Despite the guys being in, the day is too quiet. I’m caught up in my own head, debating everything that’s happened since I arrived here. We have become close so quickly, but I remind myself it’s a good thing because the closer I am, the deeper I’ll be able to dig the knife in, but I feel almost guilty.
It also doesn’t help that Kolton won’t meet my eyes.
He seems down today, and I worry I’ve done something wrong. Shit, did he notice me acting weird? I really don’t want to trigger or upset him, especially after Chase went out of his way to let me know. I thought about it a lot last night when I couldn’t sleep. I don’t remember Kolton ever letting a woman touch him since I’ve known them. Even the makeup and stylists who work with him are males, and at the shoot, he was very careful not to let them touch him.
Today is our day off, and the guys seem to make the most of it, either sleeping or playing games or both. I hang with them since I have nothing else to do. I was so fucking sure when I came here, but I’m not now, and I think that’s why I’m hesitating. I look at them as they laugh and joke and wonder if they could truly do it. Can I?
Just as it gets dark, I head upstairs to get some space.
As I reach the top, I hear Chase call out, “Have a good night, man,” and when I peer over the railing, Trav is heading out the door.
I’m alone in my bed. Usually, I would reach for the tapes, but tonight, I feel too raw. I need space from her pain and my guilt. I need to decide who I am as a person.
Can I really do this?
If not, then I gave up everything for nothing, and when they learn the truth, I’ll end up like her or worse.
Sighing, I turn over, my mind pinging from revenge to Kolton. He didn’t even say goodnight when I went upstairs, like there is an invisible line between us I erected without meaning to. When his eyes met mine for a moment earlier, I swore I saw pain and longing in his gaze.
I’m confused and a little hurt, which is stupid.
I don’t need them to like me, but I suppose I do because it would make it easier to destroy them.
I cover my face, telling myself revenge is the only reason I wonder if he’s okay. Climbing out of bed, I knock on Trav’s door for some advice. Out of all of them, he will understand and know what to do. Chase would make lewd jokes, and Kolton, well, he’s the one I need to talk about.
I peek inside Trav’s room. His bed is perfectly made, and his lights are off. I wander the big house in search of him, but he’s nowhere to be found.
Chase told him to have a good night earlier, right?
Trav is gone, but I don’t know where. I drop him a text, needing to talk to someone about the Kolton thing, but he doesn’t reply, so I send another.

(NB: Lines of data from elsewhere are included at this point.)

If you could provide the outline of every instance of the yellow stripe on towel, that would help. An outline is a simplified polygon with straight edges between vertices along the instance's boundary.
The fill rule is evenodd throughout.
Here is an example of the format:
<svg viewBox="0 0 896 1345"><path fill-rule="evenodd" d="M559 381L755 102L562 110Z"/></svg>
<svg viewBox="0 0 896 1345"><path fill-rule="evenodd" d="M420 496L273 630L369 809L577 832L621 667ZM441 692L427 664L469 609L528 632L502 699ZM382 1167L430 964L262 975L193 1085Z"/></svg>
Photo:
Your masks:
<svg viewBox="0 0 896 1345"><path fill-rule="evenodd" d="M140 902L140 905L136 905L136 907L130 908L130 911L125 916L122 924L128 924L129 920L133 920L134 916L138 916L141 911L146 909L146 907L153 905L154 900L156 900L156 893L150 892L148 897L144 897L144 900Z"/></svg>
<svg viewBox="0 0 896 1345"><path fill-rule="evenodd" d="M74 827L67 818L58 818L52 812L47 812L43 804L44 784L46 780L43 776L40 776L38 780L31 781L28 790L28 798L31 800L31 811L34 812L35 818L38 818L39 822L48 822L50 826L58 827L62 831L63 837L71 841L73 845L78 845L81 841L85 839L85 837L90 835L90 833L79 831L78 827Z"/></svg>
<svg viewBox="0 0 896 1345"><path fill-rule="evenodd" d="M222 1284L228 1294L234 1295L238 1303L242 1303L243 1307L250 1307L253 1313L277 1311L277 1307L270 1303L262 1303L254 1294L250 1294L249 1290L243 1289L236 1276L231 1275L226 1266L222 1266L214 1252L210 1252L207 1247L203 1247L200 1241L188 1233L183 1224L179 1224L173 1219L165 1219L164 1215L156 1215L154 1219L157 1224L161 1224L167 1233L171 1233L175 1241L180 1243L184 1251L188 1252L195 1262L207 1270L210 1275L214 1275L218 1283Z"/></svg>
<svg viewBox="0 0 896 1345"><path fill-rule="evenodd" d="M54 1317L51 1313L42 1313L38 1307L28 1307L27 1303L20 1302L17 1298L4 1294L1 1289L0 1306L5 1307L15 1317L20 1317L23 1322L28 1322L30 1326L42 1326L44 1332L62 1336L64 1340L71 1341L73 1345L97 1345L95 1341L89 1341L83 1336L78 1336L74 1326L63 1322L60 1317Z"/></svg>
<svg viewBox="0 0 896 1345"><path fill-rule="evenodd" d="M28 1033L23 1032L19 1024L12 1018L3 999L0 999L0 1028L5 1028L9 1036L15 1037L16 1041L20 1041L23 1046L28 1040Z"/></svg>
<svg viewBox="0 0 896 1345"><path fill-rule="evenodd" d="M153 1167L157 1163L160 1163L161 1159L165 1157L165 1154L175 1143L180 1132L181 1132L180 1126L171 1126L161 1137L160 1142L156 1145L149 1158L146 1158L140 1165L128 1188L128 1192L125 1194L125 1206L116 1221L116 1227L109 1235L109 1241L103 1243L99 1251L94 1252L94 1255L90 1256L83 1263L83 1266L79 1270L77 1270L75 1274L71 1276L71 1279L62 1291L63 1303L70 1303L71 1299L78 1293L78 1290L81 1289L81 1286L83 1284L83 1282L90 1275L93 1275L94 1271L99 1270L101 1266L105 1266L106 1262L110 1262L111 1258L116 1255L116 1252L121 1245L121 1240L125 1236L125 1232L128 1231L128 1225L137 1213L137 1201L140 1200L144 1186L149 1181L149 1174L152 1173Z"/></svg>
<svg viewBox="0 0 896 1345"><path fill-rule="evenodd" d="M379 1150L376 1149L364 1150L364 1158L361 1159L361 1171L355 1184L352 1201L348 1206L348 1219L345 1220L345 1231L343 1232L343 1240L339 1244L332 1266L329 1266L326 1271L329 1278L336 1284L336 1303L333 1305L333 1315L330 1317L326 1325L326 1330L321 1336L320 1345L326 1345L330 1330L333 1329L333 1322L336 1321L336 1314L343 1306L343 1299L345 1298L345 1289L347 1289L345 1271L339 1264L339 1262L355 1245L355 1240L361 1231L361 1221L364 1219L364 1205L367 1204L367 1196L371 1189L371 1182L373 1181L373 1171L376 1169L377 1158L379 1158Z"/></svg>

Beck: Yo, where you at? Need advice.
Beck: Trav?
Frowning, I pocket my phone and make myself something to eat. When I finish and he still hasn’t responded, Chase’s words come back to me—enjoy yourself. Is Trav hooking up with someone?
Bitter jealousy chokes me. Why do I care?
I tell myself I don’t, but I reread our messages and send another anyway.
Beck: Hope you’re having a good night.
Shit, did that sound sincere or jealous? It’s too late now to change it. I thought we had been getting close. Out of all of them, Trav makes me feel the most comfortable. Yes, we flirt, and he’s hot, but I need to flirt to get what I need.
He can fuck whomever he wants. He’s single.
Smashing my phone down, I leave it on the table as I head outside and find myself in what has become my spot—the swinging hammock. I let the cold breeze wash over me as I soak up the moon’s rays.
I wish my mother were here. She would know what to do. Most thought she was too kind, but under that kindness was a backbone of steel. If you crossed her, you knew it. She’s the reason I am the way I am. She always said I got my mean streak from her, but I need her warmth and comfort right now more than anything. She would wipe my tears away and tell me to do what needs to be done. She would tell me they had it coming. She would lay it out in black and white.
Then again, nothing is black and white. There are always shades of gray, and with the Dead Ringers, I’m finding nothing but gray. My revenge and my heart seem to cancel each other out.
I know good people can do bad things, but are the Dead Ringers good people who made a mistake, or are they just people pretending to be good?
Without that knowledge and the truth they are hiding, I can’t act yet. I have to gather intel, find out what I need to know, and then decide. If I was wrong, then I’ll leave just as quietly as I came. No one will care. They never do. I was always invisible, and I will remain that way, but I will get my revenge on whoever did it before I go. I have to. It’s the only thing left in my broken heart.
Part of me didn’t even intend to outlive my revenge, planning to join her and everyone else I love in the grave, but as I open my eyes and look at the moon, there’s a thud of my heart, and for the first time since I found out, I want to live.